Proof of the hockey stick/Zhu Shijie identity $\sum\limits_{t=0}^n \binom tk = \binom{n+1}{k+1}$

After reading this question, the most popular answer use the identity $$\sum_{t=0}^n \binom{t}{k} = \binom{n+1}{k+1}.$$

What's the name of this identity? Is it the identity of the Pascal's triangle modified.

How can we prove it? I tried by induction, but without success. Can we also prove it algebraically?

Thanks for your help.

EDIT 01 : This identity is known as the hockey-stick identity because, on Pascal's triangle, when the addends represented in the summation and the sum itself are highlighted, a hockey-stick shape is revealed.

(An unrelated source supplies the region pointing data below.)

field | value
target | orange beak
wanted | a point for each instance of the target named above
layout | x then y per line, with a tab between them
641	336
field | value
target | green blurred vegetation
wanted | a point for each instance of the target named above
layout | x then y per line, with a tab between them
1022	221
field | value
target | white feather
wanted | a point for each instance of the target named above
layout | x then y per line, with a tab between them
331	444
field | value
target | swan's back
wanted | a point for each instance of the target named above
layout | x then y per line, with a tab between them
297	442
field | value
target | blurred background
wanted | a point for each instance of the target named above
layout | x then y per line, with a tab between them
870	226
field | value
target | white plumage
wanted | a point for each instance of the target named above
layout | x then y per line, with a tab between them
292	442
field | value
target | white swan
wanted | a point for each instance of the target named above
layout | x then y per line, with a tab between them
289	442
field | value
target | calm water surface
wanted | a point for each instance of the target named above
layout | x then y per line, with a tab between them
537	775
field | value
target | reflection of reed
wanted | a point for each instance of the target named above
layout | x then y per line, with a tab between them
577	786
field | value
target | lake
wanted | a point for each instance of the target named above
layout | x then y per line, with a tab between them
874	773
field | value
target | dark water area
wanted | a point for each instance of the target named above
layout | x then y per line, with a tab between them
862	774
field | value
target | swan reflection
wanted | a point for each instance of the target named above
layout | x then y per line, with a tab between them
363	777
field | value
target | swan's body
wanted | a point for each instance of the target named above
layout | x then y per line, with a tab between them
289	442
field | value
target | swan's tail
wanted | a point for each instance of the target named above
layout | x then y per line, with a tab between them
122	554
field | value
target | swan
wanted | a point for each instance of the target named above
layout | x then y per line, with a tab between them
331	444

Imagine the first $n + 1$ numbers, written in order on a piece of paper. The right hand side asks in how many ways you can pick $k+1$ of them. In how many ways can you do this?

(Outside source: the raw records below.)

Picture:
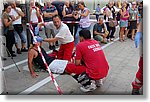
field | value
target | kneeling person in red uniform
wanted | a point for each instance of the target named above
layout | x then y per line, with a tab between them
90	63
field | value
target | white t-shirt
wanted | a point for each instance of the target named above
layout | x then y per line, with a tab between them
63	33
85	21
33	16
15	14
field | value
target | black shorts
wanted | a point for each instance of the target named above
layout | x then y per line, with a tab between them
132	25
83	79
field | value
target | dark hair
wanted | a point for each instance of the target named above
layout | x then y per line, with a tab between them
6	6
86	34
37	4
82	3
55	16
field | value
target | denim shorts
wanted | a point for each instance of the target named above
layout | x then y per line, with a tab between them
123	23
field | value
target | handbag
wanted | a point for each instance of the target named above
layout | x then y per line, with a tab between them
112	22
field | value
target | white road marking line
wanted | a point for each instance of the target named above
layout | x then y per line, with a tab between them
18	63
37	85
48	79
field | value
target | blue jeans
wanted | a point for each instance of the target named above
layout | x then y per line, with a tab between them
22	37
77	34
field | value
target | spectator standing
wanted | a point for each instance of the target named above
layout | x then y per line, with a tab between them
48	13
18	14
110	19
98	11
90	63
138	82
34	14
63	35
123	21
59	4
8	29
133	17
40	18
100	31
68	15
84	22
34	57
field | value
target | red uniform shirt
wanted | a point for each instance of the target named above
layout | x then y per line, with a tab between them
92	55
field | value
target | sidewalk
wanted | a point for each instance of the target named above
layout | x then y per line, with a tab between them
123	61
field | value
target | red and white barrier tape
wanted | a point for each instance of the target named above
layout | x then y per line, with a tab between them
46	65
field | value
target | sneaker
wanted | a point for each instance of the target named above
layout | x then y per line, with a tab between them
18	51
53	47
88	88
13	51
11	55
135	92
50	47
24	50
4	59
111	39
99	82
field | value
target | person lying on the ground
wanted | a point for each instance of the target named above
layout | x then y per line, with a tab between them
34	57
90	63
100	31
63	35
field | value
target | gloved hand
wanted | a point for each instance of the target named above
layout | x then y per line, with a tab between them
137	38
36	31
38	39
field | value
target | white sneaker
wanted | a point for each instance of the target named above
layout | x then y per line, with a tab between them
99	82
88	88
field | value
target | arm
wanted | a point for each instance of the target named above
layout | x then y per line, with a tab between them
77	62
30	64
6	23
85	14
37	12
51	39
20	13
64	12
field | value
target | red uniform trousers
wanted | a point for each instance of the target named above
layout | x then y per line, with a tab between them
65	51
72	68
138	82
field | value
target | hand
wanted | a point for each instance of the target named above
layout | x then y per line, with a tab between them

You first pick a highest number, which you circle. Call it $s$. Next, you still have to pick $k$ numbers, each less than $s$, and there are $\binom{s - 1}{k}$ ways to do this.

Since $s$ is ranging from $1$ to $n+1$, $t:= s-1$ is ranging from $0$ to $n$ as desired.

We can use the well known identity $$1+x+\dots+x^n = \frac{x^{n+1}-1}{x-1}.$$ After substitution $x=1+t$ this becomes $$1+(1+t)+\dots+(1+t)^n=\frac{(1+t)^{n+1}-1}t.$$ Both sides of these equations are polynomials in $t$. (Notice that the RHS simplifies to $\sum_{j=1}^{n+1}\binom {n+1}j t^{j-1}$.)

If we compare coefficient of $t^{k}$ on the LHS and the RHS we see that $$\binom 0k + \binom 1k + \dots + \binom nk = \binom{n+1}{k+1}.$$

This proof is basically the same as the proof using generating functions, which was posted in other answers. However, I think it is phrased a bit differently. (And if it is formulated this way, even somebody who has never heard of generating functions can follow the proof.)